Workers also have complained about disciplinary measures being imposed for calling in sick more than twice a year, and of being threatened with transfers to the Lithuanian branch of Ryanair if they fail to meet the company’s notorious requirements for onboard sales of snacks, perfume and scratch cards.
Representatives of cabin crew from 80 percent of Ryanair bases attended the summit, and ground crew from 100 percent.
Under pressure of the growing militant mood, the ITF was forced to warn in early July, “If the company does not begin to negotiate with unions in good faith and deliver real improvements for workers across its network, it risks a summer of industrial action.”

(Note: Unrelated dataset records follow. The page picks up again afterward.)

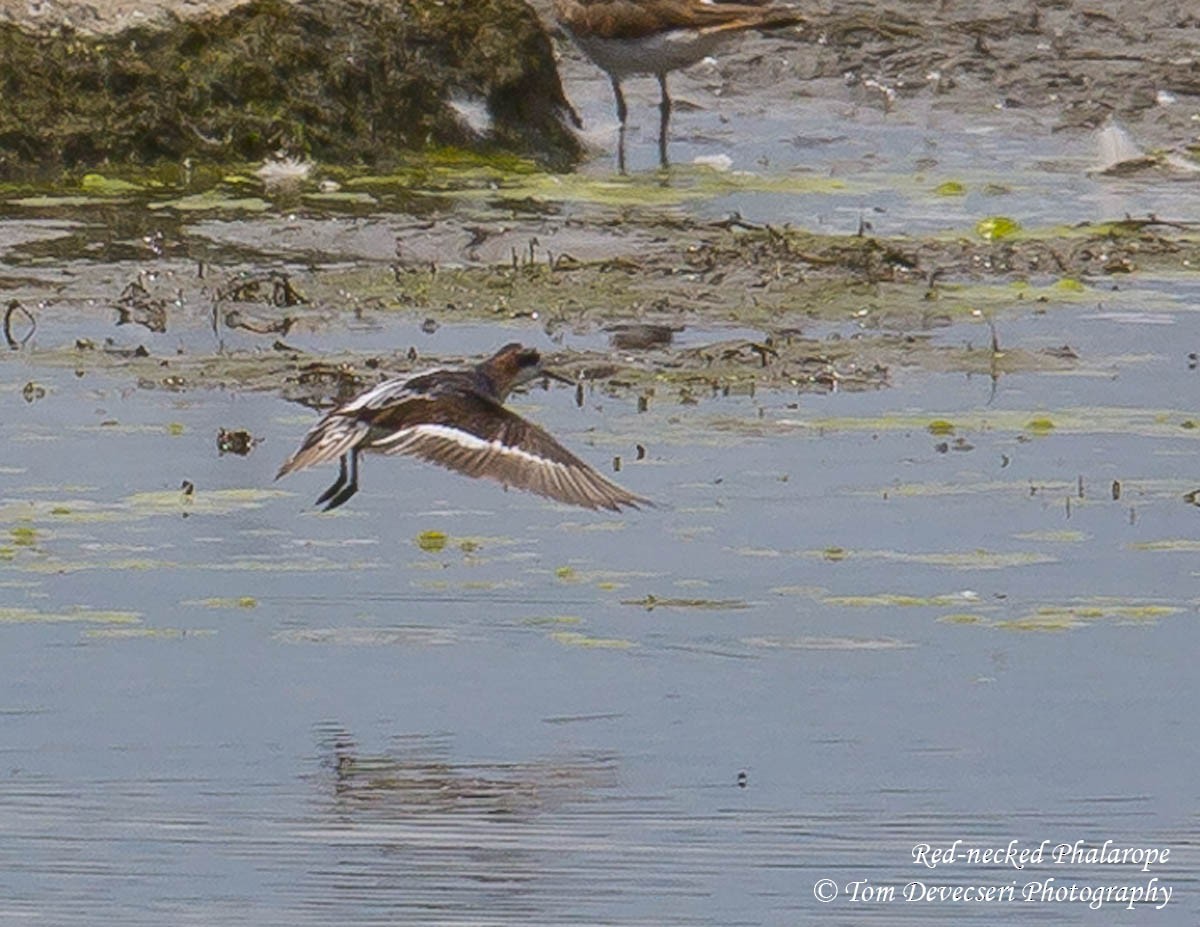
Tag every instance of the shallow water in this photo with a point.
(960, 606)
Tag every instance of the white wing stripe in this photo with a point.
(402, 438)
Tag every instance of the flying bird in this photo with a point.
(457, 419)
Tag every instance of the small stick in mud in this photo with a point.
(13, 342)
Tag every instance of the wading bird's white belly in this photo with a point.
(654, 54)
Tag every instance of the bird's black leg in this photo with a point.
(351, 486)
(664, 119)
(622, 113)
(337, 484)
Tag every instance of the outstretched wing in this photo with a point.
(347, 425)
(479, 437)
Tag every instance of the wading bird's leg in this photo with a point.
(337, 484)
(348, 488)
(622, 113)
(664, 120)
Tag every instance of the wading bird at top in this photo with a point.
(457, 419)
(627, 37)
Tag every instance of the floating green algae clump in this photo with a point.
(346, 81)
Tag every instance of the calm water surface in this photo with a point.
(839, 635)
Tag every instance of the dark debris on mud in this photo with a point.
(834, 312)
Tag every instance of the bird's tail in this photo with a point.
(331, 437)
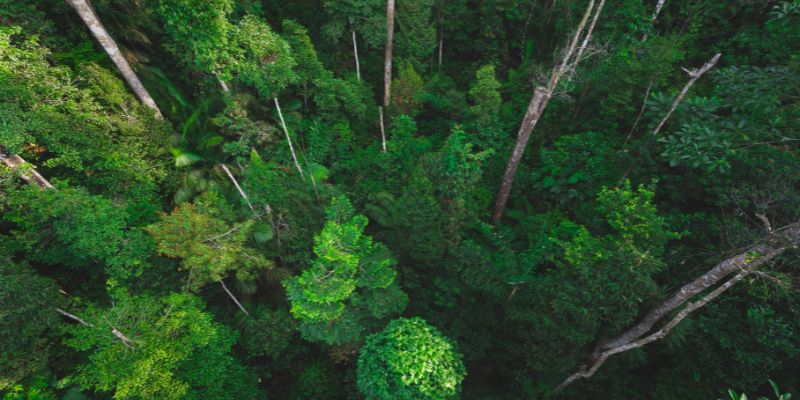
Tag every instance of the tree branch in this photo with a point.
(694, 75)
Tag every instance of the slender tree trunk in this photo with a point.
(288, 139)
(239, 188)
(383, 132)
(235, 300)
(91, 20)
(744, 263)
(355, 53)
(694, 75)
(541, 96)
(387, 63)
(31, 176)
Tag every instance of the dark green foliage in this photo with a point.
(174, 350)
(27, 300)
(152, 219)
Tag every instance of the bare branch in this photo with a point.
(239, 188)
(660, 334)
(31, 176)
(235, 300)
(694, 75)
(288, 138)
(743, 263)
(73, 317)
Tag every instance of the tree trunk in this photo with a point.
(383, 132)
(32, 176)
(694, 75)
(235, 300)
(535, 107)
(355, 53)
(288, 139)
(91, 20)
(541, 96)
(744, 263)
(387, 63)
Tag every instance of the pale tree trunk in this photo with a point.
(114, 331)
(239, 188)
(355, 54)
(30, 176)
(235, 300)
(383, 131)
(742, 264)
(387, 62)
(653, 19)
(91, 20)
(288, 139)
(694, 75)
(541, 96)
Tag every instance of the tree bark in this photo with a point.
(383, 132)
(235, 300)
(744, 263)
(694, 75)
(239, 188)
(541, 96)
(387, 63)
(355, 53)
(32, 176)
(288, 139)
(91, 20)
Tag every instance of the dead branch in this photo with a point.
(694, 75)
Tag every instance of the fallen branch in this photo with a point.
(31, 176)
(745, 262)
(235, 300)
(660, 334)
(694, 75)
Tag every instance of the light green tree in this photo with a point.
(410, 360)
(349, 286)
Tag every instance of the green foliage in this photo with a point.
(173, 350)
(485, 96)
(72, 228)
(209, 246)
(263, 59)
(198, 32)
(407, 91)
(336, 295)
(410, 359)
(27, 322)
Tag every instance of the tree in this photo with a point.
(541, 96)
(409, 359)
(349, 286)
(89, 17)
(387, 62)
(172, 349)
(201, 235)
(198, 33)
(27, 323)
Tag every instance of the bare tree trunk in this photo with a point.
(694, 75)
(355, 53)
(235, 300)
(541, 96)
(383, 132)
(239, 188)
(288, 139)
(91, 20)
(32, 176)
(744, 263)
(660, 334)
(73, 317)
(387, 63)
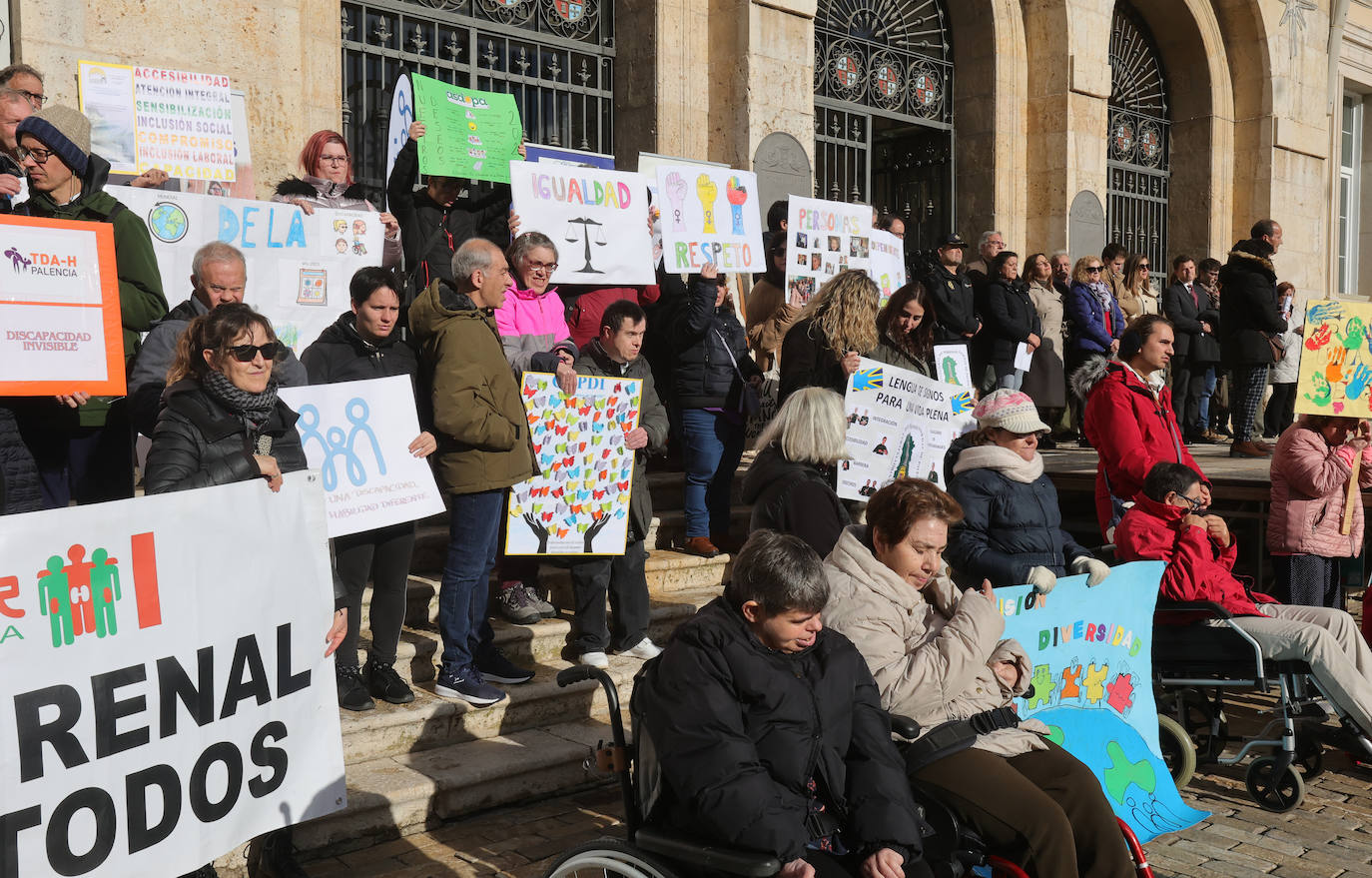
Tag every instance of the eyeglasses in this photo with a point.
(248, 353)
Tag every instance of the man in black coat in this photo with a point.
(1249, 317)
(1184, 304)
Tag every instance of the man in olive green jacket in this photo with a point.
(483, 447)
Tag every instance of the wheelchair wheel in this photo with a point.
(1178, 752)
(608, 858)
(1275, 793)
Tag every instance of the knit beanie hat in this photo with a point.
(1009, 409)
(63, 131)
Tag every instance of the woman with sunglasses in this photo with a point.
(329, 183)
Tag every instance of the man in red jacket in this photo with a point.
(1167, 522)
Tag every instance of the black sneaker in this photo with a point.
(497, 668)
(384, 683)
(351, 689)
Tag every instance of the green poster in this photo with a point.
(469, 135)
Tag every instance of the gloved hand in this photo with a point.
(1095, 569)
(1041, 579)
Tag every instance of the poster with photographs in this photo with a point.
(824, 238)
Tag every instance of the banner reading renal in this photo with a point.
(579, 503)
(469, 135)
(1335, 360)
(59, 309)
(158, 713)
(710, 214)
(601, 214)
(1091, 650)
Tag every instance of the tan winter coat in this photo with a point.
(929, 650)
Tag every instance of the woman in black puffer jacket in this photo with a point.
(363, 345)
(712, 364)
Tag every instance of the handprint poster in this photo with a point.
(1335, 360)
(579, 502)
(710, 214)
(824, 238)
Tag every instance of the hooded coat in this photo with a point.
(479, 422)
(929, 649)
(741, 730)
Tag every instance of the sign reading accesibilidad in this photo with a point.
(469, 135)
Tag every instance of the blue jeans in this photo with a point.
(712, 447)
(473, 529)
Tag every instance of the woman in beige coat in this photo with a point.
(939, 656)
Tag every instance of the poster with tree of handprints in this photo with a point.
(1335, 360)
(579, 500)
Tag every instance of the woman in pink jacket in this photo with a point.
(1310, 470)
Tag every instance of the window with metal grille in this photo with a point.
(554, 56)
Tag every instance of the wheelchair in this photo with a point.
(1192, 668)
(951, 848)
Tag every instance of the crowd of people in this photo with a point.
(833, 613)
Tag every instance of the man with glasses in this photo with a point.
(219, 276)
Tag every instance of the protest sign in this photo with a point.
(1091, 650)
(166, 694)
(1335, 364)
(59, 309)
(356, 434)
(899, 425)
(579, 503)
(601, 214)
(710, 214)
(887, 264)
(469, 135)
(825, 238)
(151, 117)
(300, 265)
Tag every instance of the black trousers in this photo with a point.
(383, 555)
(624, 580)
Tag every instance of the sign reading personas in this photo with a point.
(579, 503)
(1335, 361)
(1091, 652)
(600, 214)
(59, 309)
(300, 265)
(356, 434)
(166, 694)
(710, 214)
(899, 425)
(469, 135)
(150, 117)
(824, 238)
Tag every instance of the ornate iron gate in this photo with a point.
(1139, 150)
(556, 56)
(884, 110)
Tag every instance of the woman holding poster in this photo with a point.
(363, 345)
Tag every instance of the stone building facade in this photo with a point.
(1167, 124)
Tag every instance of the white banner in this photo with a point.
(166, 694)
(710, 214)
(826, 238)
(298, 267)
(356, 434)
(601, 214)
(899, 425)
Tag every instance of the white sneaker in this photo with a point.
(644, 649)
(596, 660)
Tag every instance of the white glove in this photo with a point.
(1041, 579)
(1095, 568)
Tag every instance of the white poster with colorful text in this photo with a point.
(358, 436)
(166, 694)
(600, 214)
(824, 238)
(300, 265)
(710, 214)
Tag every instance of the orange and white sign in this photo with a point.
(59, 309)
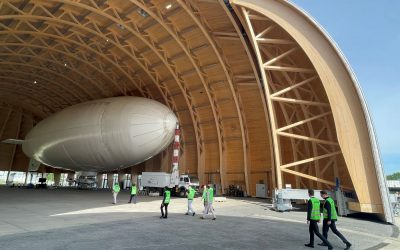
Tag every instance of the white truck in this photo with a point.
(156, 182)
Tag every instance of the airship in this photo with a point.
(102, 135)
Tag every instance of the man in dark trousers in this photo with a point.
(133, 193)
(165, 203)
(313, 217)
(330, 218)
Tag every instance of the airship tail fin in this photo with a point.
(12, 141)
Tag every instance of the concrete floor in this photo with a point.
(83, 219)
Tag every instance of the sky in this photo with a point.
(368, 33)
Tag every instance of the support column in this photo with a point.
(99, 180)
(57, 177)
(70, 177)
(110, 177)
(121, 180)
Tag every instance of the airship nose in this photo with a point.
(170, 121)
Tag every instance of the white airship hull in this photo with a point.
(102, 135)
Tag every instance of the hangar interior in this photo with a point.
(262, 94)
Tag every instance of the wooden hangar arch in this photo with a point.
(261, 93)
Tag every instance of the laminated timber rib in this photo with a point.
(261, 93)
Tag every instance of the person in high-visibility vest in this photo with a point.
(210, 200)
(330, 218)
(165, 203)
(204, 197)
(313, 218)
(116, 190)
(190, 193)
(133, 193)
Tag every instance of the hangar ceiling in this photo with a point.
(257, 101)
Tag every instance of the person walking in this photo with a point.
(330, 218)
(204, 197)
(133, 193)
(165, 203)
(116, 190)
(191, 193)
(313, 218)
(210, 199)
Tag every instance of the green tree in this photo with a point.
(394, 176)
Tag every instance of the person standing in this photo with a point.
(330, 218)
(313, 218)
(191, 193)
(165, 203)
(133, 193)
(116, 190)
(210, 199)
(204, 197)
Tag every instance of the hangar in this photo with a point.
(261, 92)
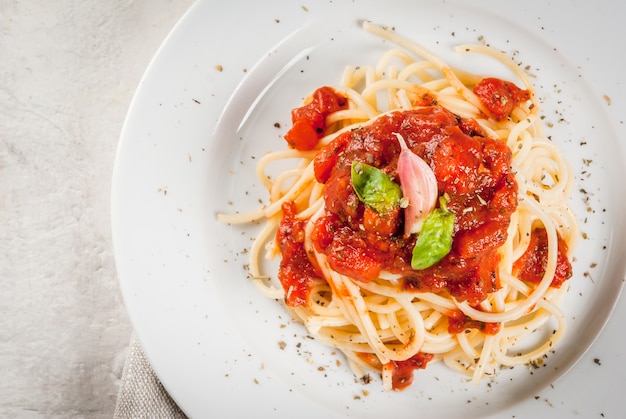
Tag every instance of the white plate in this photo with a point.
(207, 107)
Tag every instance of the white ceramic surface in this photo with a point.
(207, 108)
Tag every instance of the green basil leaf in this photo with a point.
(375, 188)
(435, 239)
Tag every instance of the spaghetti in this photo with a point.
(384, 273)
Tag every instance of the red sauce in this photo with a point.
(459, 322)
(309, 121)
(296, 273)
(402, 371)
(532, 265)
(500, 97)
(472, 170)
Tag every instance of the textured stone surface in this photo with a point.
(68, 72)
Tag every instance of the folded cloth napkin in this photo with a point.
(141, 394)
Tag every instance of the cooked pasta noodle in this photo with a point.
(380, 322)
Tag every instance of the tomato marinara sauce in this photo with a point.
(473, 173)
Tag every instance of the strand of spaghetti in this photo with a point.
(301, 184)
(523, 306)
(485, 356)
(447, 71)
(500, 56)
(273, 156)
(261, 281)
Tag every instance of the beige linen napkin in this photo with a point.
(141, 394)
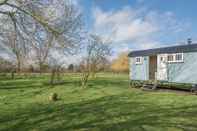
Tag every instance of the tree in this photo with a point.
(97, 50)
(71, 67)
(40, 26)
(121, 64)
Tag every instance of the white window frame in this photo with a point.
(138, 62)
(174, 58)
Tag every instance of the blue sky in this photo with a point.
(141, 24)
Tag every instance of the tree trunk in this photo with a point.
(12, 74)
(52, 76)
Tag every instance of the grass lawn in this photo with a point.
(107, 104)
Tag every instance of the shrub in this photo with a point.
(53, 97)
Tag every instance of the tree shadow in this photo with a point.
(107, 113)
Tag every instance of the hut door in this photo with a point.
(162, 67)
(152, 67)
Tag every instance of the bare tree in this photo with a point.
(38, 26)
(97, 50)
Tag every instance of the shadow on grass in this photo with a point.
(107, 113)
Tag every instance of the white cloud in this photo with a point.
(135, 28)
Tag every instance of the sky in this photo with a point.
(141, 24)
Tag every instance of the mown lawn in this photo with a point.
(106, 104)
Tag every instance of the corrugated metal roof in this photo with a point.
(172, 49)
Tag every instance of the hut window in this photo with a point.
(138, 60)
(179, 57)
(170, 58)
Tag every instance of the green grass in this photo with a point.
(106, 104)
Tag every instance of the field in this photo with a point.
(106, 104)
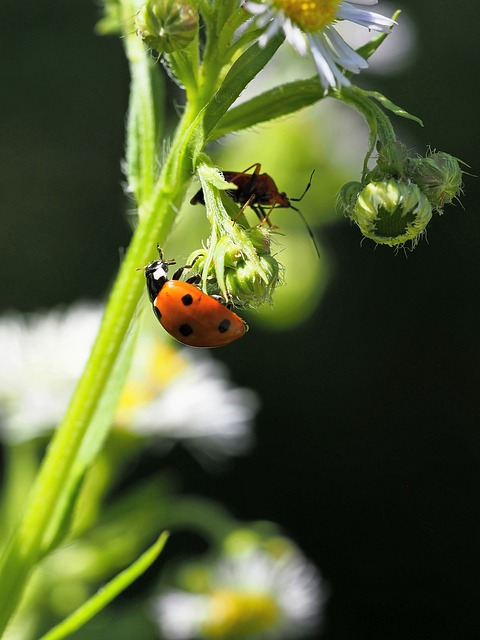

However, as with the pilots’ action, the long warning period ahead of this week’s industrial action offered by the trade unions has given the company ample time to co-ordinate its response. Ryanair claimed that as many as 85 percent of the passenger journeys affected by the cabin crew action had already been rescheduled or the passengers offered refunds.
In effect, the trade unions are seeking to prove their credentials in controlling a highly concentrated, highly mobile, and internationalised workforce in a crucial sector of the transport industry.
Underscoring the point, immediately after announcing the impact of the July 25 and 26 strikes, Ryanair recognised the FIT CISL union in Italy. It has also recently recognised Verdi in Germany and Unite in the UK.
Ryanair hailed its new allies and sought to use these to pressure striking workers. “Ryanair hopes that the cabin crew unions in Spain, Portugal and Belgium [where agreements have not yet been concluded] will soon follow this example by engaging in negotiations with Ryanair rather than disrupting Ryanair customers by going on unnecessary strikes.”
The company’s leading personnel officer, Eddie Wilson, also hailed the union recognition agreements as “a further sign of the progress Ryanair is making with trade unions since our December 2017 decision to recognise unions, with over 66% of our cabin crew now covered by recognition agreements.”
Since its foundation, Ryanair has championed a particularly brash and sneering tone towards its millions of passengers and its workforce staff. The company’s business model relies on low pay and using large numbers of a single aircraft, the Boeing 737, to keep maintenance costs lower than its rivals. As a result, the company is now the largest airline in Europe and one of the largest in the world. It flies to 33 countries and has over 80 bases.
On a daily basis, the efforts of its European-wide workforce provide an example of coordination and advanced organisation that could be of an enormous benefit to society.
Instead, under capitalism and the division of workers along national lines, the benefits accrue only to the CEOs and their financiers. Ryanair boss Michael O’Leary recently purchased a €10 million Baroque palace in Majorca in Palma’s Old Town. O’Leary’s net worth is estimated at around €850 million. Last year, the company reported that its 37.6 million passengers pushed revenue up to €2.1 billion, although fuel and labour costs forced a 20 percent slump in pre-tax profits over the first three months of this year to €319 million.